Also, have we so fetishized the lives of the rich and notorious, that we have lost sight of where real nourishment in life actually derives? Apparently when one asks the average kid what they want to be when they grow up, many say ‘famous’. A very sad commentary on our societal values betraying a complete lack of imagination or vision where a life of vitality, stimulation and joy are concerned.

I sense a wee bit of moral confusion in all this, you? What about the virtues of non-industry?

Living more by working less isn’t a bad strategy for increasing the quality of one’s life. More time for family, friends and the enrichment of our communities through, say, better urban planning—basic support for lives that center around something other than the acquisition of money—sounds good to me.

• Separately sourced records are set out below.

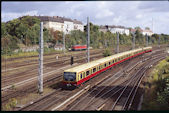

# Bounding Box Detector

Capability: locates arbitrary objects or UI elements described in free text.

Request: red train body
[62,49,152,86]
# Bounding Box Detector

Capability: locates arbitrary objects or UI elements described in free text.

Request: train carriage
[63,47,152,86]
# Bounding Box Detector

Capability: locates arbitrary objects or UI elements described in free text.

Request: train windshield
[64,72,76,81]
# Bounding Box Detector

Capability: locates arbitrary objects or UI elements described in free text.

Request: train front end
[63,71,77,87]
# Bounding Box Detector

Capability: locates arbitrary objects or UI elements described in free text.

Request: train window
[93,68,96,73]
[80,73,83,79]
[86,71,89,76]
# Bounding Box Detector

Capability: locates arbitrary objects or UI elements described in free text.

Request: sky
[1,1,169,34]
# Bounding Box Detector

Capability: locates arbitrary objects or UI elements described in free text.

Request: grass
[2,88,53,111]
[142,57,169,110]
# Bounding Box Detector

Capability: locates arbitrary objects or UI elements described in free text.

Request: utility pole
[63,32,65,54]
[152,18,154,32]
[87,17,90,62]
[132,33,135,49]
[38,22,43,93]
[116,32,119,53]
[158,36,160,47]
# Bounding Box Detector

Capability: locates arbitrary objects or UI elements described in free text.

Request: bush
[103,48,112,57]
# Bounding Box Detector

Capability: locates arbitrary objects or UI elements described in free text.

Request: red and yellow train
[63,47,152,86]
[72,45,87,51]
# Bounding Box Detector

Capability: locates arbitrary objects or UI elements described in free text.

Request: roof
[65,48,145,72]
[33,16,83,24]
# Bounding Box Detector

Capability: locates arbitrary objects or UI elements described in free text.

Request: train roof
[64,47,152,73]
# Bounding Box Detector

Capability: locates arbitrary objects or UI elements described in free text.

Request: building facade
[99,25,130,35]
[34,16,84,34]
[130,29,153,36]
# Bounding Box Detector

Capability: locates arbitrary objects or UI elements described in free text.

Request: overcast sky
[1,1,169,34]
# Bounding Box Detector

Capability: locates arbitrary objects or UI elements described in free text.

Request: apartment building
[34,16,84,34]
[99,25,130,35]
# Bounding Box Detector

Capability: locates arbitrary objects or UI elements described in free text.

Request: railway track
[1,53,102,90]
[1,51,104,103]
[17,48,168,110]
[20,55,141,111]
[62,53,167,110]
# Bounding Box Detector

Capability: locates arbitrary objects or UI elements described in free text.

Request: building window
[86,71,89,76]
[93,68,96,73]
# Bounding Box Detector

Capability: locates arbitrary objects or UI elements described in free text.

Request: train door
[83,72,86,78]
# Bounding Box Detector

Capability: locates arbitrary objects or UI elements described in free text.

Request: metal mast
[132,33,135,49]
[38,22,43,93]
[87,17,90,62]
[63,32,65,54]
[146,34,148,47]
[116,32,119,53]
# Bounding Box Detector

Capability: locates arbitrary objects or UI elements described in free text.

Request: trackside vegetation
[1,16,169,58]
[142,57,169,110]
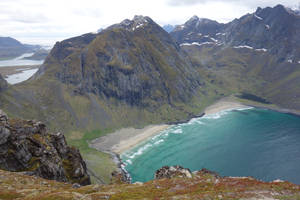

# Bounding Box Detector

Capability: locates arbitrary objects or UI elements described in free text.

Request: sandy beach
[89,98,253,154]
[89,124,169,154]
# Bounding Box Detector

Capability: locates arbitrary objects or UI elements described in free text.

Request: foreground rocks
[0,167,300,200]
[0,111,90,185]
[154,165,192,179]
[0,74,8,92]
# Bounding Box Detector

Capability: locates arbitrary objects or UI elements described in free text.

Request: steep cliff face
[0,110,90,185]
[40,16,201,107]
[171,5,300,111]
[0,74,7,92]
[170,5,300,63]
[224,5,300,63]
[170,16,226,44]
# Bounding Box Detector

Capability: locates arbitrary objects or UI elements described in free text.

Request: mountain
[162,24,175,33]
[0,16,224,183]
[170,5,300,110]
[0,74,8,92]
[170,16,226,44]
[171,5,300,63]
[0,110,90,185]
[0,37,40,59]
[39,16,200,108]
[0,166,300,200]
[0,5,300,186]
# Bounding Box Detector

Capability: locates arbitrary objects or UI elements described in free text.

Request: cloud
[0,0,298,44]
[168,0,299,8]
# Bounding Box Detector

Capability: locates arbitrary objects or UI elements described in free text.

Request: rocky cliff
[0,167,300,200]
[171,5,300,63]
[0,74,7,92]
[0,110,90,185]
[39,16,201,108]
[170,5,300,111]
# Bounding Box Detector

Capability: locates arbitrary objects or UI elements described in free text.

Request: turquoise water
[121,108,300,184]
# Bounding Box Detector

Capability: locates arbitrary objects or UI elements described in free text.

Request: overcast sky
[0,0,300,44]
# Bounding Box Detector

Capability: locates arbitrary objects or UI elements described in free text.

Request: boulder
[154,165,192,179]
[0,111,90,185]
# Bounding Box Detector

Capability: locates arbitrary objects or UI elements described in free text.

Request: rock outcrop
[0,74,7,92]
[0,166,300,200]
[38,16,201,108]
[0,111,90,185]
[154,165,192,179]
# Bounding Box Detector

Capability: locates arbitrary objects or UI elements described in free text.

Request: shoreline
[89,96,300,183]
[89,124,170,155]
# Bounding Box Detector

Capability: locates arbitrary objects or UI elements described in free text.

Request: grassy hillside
[0,167,300,200]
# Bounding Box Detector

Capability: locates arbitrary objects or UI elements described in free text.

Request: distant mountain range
[0,5,300,190]
[0,5,300,131]
[162,24,175,33]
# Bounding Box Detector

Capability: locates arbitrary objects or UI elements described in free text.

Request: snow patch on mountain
[254,14,263,20]
[180,42,215,46]
[233,45,254,49]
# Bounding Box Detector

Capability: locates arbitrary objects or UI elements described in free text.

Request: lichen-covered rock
[0,111,90,185]
[154,165,192,179]
[0,74,7,92]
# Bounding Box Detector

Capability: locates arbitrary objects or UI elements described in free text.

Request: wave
[122,107,253,164]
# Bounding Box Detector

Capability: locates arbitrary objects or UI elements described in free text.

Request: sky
[0,0,300,45]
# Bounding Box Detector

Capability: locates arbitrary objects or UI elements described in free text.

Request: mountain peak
[108,15,153,31]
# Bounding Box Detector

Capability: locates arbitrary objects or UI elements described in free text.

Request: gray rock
[0,112,90,185]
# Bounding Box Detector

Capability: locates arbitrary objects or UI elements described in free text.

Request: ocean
[121,107,300,184]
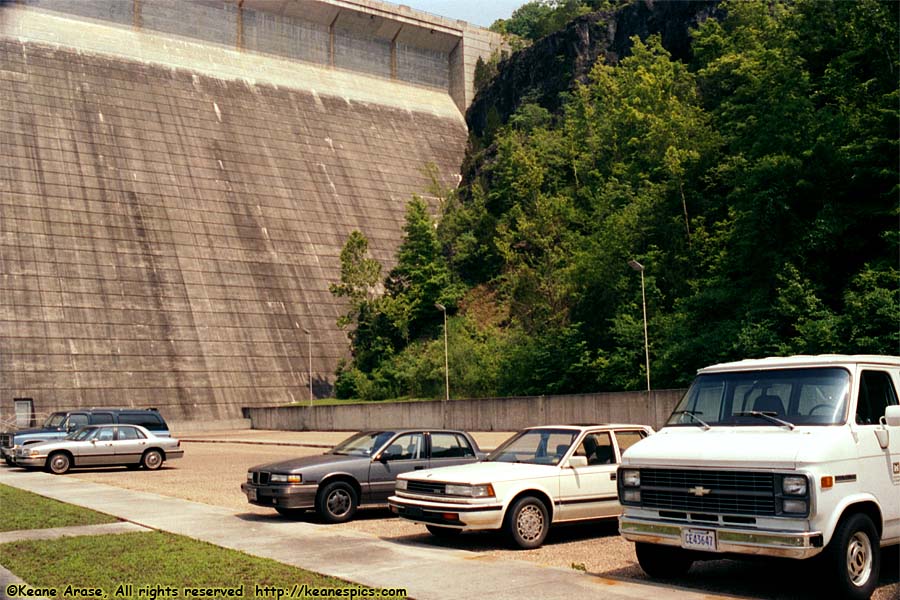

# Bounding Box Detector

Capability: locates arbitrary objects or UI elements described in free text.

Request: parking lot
[45,432,900,600]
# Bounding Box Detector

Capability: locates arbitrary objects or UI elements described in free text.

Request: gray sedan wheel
[316,481,358,523]
[47,452,72,475]
[141,450,163,471]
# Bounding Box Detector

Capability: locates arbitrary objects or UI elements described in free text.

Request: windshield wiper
[672,410,710,431]
[734,410,795,430]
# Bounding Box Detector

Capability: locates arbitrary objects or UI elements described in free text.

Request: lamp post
[303,327,312,408]
[628,259,650,394]
[434,302,450,401]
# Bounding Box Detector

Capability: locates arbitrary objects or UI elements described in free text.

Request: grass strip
[0,485,118,531]
[0,532,376,600]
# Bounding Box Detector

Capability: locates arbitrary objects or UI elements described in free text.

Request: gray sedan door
[367,431,428,504]
[114,425,147,465]
[72,425,115,466]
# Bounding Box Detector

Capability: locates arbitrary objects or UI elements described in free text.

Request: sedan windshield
[666,367,850,428]
[331,431,394,456]
[487,429,578,465]
[66,427,98,442]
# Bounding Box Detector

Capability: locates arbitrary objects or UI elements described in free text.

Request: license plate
[681,529,716,552]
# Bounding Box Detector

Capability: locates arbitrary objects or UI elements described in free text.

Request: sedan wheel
[141,450,163,471]
[316,481,357,523]
[47,452,72,475]
[506,496,550,549]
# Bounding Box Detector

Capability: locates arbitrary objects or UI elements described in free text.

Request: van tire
[822,513,881,600]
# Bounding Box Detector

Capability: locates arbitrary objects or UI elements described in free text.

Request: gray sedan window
[387,433,425,460]
[119,425,144,440]
[431,432,475,458]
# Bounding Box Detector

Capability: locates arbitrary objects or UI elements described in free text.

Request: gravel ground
[71,436,900,600]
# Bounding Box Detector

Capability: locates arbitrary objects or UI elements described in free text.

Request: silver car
[16,425,184,475]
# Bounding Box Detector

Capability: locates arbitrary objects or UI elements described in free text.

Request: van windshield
[41,413,66,429]
[666,367,850,427]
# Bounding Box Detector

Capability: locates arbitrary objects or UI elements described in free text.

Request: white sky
[389,0,527,27]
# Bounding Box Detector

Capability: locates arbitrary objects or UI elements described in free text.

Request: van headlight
[621,469,641,487]
[781,475,808,494]
[782,500,809,515]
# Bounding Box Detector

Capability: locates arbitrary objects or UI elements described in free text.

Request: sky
[400,0,527,27]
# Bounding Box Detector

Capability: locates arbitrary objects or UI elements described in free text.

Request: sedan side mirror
[568,456,587,469]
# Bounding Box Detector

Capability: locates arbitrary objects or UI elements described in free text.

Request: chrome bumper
[241,482,319,508]
[619,516,822,559]
[388,496,503,531]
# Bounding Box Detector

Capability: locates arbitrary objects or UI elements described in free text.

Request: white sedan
[16,425,184,475]
[388,425,653,548]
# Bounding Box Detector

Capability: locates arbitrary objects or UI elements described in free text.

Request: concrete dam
[0,0,500,421]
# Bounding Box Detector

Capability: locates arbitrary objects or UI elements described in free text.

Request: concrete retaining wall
[245,390,685,431]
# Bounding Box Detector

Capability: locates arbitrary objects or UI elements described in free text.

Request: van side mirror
[568,456,587,469]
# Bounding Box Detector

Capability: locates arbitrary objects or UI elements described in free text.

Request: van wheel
[47,452,72,475]
[634,542,694,579]
[822,513,881,600]
[316,481,357,523]
[505,496,550,550]
[141,450,163,471]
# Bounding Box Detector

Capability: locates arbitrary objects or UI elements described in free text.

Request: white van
[618,355,900,598]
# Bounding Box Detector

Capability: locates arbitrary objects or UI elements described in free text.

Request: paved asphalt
[0,469,740,600]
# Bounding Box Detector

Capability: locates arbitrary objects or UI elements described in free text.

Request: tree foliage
[336,0,900,404]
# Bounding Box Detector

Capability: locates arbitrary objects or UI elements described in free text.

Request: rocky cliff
[466,0,721,137]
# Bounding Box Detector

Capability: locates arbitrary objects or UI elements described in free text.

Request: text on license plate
[681,529,716,552]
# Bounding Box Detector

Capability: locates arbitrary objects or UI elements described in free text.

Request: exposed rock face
[466,0,721,136]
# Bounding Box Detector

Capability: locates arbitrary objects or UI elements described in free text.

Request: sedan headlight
[444,483,494,498]
[781,475,806,496]
[622,469,641,487]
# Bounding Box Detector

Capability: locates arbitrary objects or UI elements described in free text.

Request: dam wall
[0,0,502,421]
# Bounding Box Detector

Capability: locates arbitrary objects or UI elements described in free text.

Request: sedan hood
[400,462,559,484]
[9,427,62,436]
[250,454,372,473]
[17,438,81,452]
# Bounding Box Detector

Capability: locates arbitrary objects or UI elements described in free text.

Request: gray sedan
[16,425,184,475]
[241,429,485,523]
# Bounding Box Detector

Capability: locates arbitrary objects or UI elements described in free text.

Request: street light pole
[628,259,650,394]
[303,327,312,408]
[434,302,450,401]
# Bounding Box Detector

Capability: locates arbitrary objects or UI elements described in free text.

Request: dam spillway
[0,0,498,421]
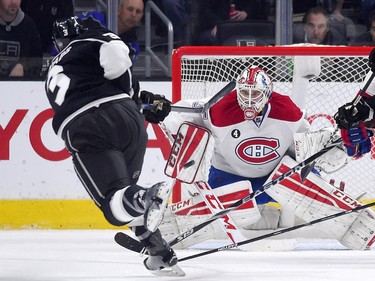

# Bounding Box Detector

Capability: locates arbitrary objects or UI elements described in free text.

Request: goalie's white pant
[266,156,375,250]
[159,181,260,248]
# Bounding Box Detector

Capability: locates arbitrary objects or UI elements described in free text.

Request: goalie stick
[115,139,341,250]
[142,81,236,113]
[115,201,375,262]
[178,201,375,262]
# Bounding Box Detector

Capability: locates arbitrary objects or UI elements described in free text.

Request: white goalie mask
[236,66,273,120]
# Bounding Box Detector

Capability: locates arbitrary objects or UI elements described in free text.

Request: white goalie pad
[293,128,349,174]
[164,122,211,183]
[266,156,375,250]
[159,181,260,249]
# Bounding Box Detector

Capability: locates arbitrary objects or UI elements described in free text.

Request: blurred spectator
[21,0,74,55]
[294,7,348,45]
[196,0,267,45]
[293,0,353,23]
[359,0,375,29]
[350,11,375,46]
[0,0,42,78]
[117,0,144,64]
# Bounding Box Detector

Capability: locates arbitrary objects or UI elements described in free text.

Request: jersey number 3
[47,65,70,105]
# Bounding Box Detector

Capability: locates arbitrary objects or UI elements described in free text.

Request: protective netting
[173,47,375,199]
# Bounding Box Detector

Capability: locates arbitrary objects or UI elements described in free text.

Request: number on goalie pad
[164,122,211,183]
[266,156,375,250]
[159,181,260,249]
[293,128,349,174]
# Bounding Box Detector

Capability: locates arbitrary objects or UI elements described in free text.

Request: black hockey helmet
[52,17,86,52]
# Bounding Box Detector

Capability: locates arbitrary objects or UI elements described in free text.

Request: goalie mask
[52,17,85,52]
[236,66,272,120]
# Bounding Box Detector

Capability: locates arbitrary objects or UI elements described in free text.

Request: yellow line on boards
[0,199,128,230]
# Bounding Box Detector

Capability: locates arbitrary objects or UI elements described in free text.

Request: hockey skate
[143,182,172,232]
[141,229,185,276]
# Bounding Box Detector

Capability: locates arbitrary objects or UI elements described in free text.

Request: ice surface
[0,230,375,281]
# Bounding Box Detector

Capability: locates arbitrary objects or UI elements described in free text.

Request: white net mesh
[172,47,375,199]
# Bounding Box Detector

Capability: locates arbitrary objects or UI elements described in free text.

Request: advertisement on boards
[0,81,171,199]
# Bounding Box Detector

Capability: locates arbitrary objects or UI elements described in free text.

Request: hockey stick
[169,140,341,246]
[159,122,245,243]
[178,201,375,262]
[142,81,236,113]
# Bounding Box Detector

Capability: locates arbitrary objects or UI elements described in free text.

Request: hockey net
[172,46,375,202]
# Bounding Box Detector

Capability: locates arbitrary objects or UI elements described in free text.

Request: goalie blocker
[266,156,375,250]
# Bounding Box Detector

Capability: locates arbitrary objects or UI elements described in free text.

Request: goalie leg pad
[164,122,211,183]
[266,156,375,250]
[159,181,260,249]
[244,203,280,230]
[340,209,375,250]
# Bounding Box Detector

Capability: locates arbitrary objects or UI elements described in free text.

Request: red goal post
[172,45,375,202]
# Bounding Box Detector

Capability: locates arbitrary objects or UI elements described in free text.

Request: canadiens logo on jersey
[236,137,280,165]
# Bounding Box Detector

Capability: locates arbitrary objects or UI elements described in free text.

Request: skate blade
[145,184,172,232]
[149,264,185,276]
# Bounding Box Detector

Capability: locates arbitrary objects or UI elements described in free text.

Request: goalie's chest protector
[205,93,307,178]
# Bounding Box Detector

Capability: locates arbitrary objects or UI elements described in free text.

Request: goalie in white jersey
[160,66,375,248]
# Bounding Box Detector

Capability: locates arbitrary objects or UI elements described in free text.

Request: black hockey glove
[140,91,171,124]
[334,99,370,130]
[368,48,375,72]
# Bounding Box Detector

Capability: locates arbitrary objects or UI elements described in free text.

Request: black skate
[141,229,185,276]
[143,182,172,232]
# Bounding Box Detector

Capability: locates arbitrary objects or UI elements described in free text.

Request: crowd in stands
[0,0,375,78]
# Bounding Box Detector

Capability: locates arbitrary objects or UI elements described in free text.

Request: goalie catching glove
[140,91,171,124]
[341,123,374,157]
[334,98,370,130]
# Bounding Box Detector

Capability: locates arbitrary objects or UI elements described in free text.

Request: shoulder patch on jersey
[268,92,303,122]
[210,90,244,127]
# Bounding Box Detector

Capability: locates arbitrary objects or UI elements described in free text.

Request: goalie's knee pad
[244,203,281,230]
[159,181,260,248]
[339,209,375,250]
[100,184,144,226]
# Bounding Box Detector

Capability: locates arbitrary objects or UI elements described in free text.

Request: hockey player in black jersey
[45,17,177,271]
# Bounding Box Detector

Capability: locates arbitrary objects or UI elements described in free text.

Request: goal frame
[172,45,375,202]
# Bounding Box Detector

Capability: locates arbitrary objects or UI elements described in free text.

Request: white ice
[0,230,375,281]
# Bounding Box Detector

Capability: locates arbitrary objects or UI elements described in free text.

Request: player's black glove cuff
[140,91,171,124]
[368,48,375,72]
[334,99,370,130]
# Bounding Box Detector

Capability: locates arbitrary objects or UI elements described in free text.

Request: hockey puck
[183,160,195,169]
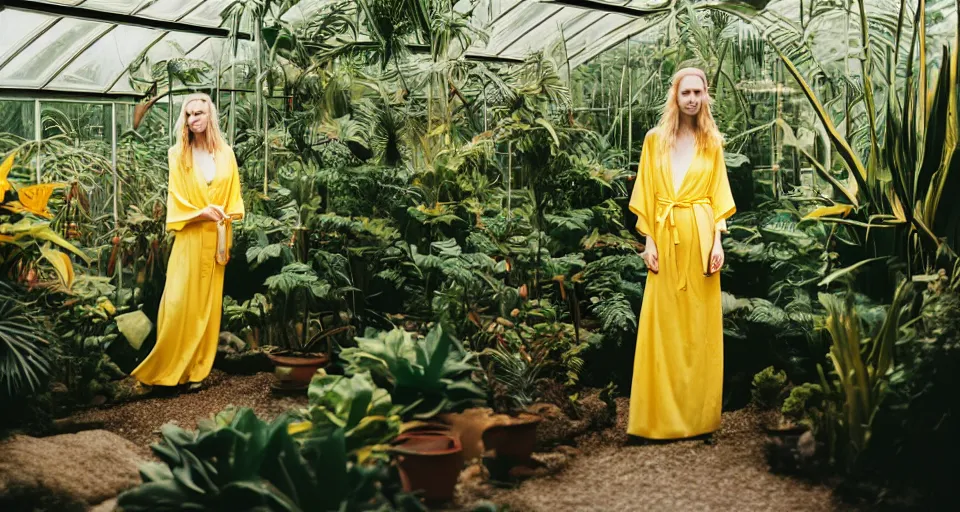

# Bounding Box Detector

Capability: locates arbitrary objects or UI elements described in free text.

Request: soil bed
[74,369,307,458]
[69,376,850,512]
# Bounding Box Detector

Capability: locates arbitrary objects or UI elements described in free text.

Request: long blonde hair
[657,68,723,151]
[173,92,229,175]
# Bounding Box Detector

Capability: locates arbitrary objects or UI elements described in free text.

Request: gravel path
[65,370,849,512]
[490,399,848,512]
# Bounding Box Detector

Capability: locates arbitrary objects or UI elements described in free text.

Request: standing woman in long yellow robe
[627,68,736,439]
[131,94,244,391]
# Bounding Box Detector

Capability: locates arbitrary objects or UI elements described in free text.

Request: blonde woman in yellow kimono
[627,68,736,442]
[131,94,244,393]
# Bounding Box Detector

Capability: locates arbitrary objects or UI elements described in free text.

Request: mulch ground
[72,369,307,458]
[74,370,849,512]
[476,398,849,512]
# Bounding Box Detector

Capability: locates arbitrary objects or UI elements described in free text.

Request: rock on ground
[0,430,142,512]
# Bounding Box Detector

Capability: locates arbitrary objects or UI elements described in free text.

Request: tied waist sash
[211,205,233,266]
[657,196,716,290]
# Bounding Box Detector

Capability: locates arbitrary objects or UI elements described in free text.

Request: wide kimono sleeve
[710,144,737,232]
[630,132,657,241]
[167,148,206,231]
[223,149,246,220]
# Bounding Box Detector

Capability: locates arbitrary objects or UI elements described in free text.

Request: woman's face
[187,100,210,134]
[677,75,706,116]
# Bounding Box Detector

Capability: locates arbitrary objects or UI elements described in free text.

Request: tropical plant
[0,281,54,397]
[708,0,960,271]
[752,366,787,408]
[340,323,487,419]
[290,369,402,456]
[118,407,425,512]
[820,281,912,471]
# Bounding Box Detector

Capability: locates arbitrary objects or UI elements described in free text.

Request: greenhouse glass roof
[0,0,784,95]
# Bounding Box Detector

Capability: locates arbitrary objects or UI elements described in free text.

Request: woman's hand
[640,235,660,274]
[200,206,224,222]
[710,241,724,274]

Here’s an interesting fact. You’re familiar with the saying ‘busy as a bee’? Apparently bees work only 1/3 of their day, the other 2/3 is spent in what might be understood as leisure. This thought provoking piece of information from the book Bee Time: Lessons from the Hive, by Mark L. Winston.

Point is, we need much less to be happy than we generally suppose we do. Life’s profound questions, the quest for meaning and the challenges inherent in being alive will not disappear as a result of embracing a less industrious life, but we will open ourselves up to the important possibility of transcending some of society’s more destructive impulses, in favour of those that are creative, constructive and do less harm.

Sharing a home-cooked meal and a glass of deep red; planting a community garden; playing an instrument; reading a book; sitting still and contemplating the ineffable, are but a handful of fine activities to focus our life around. All provide nourishment in the form of creativity, contentment and a basic sense of joy.

Work is inevitable, the real question is: where is our work and the amount of time we spend doing it taking us? Who are we becoming? What are we creating? What’s our legacy at the end of the day?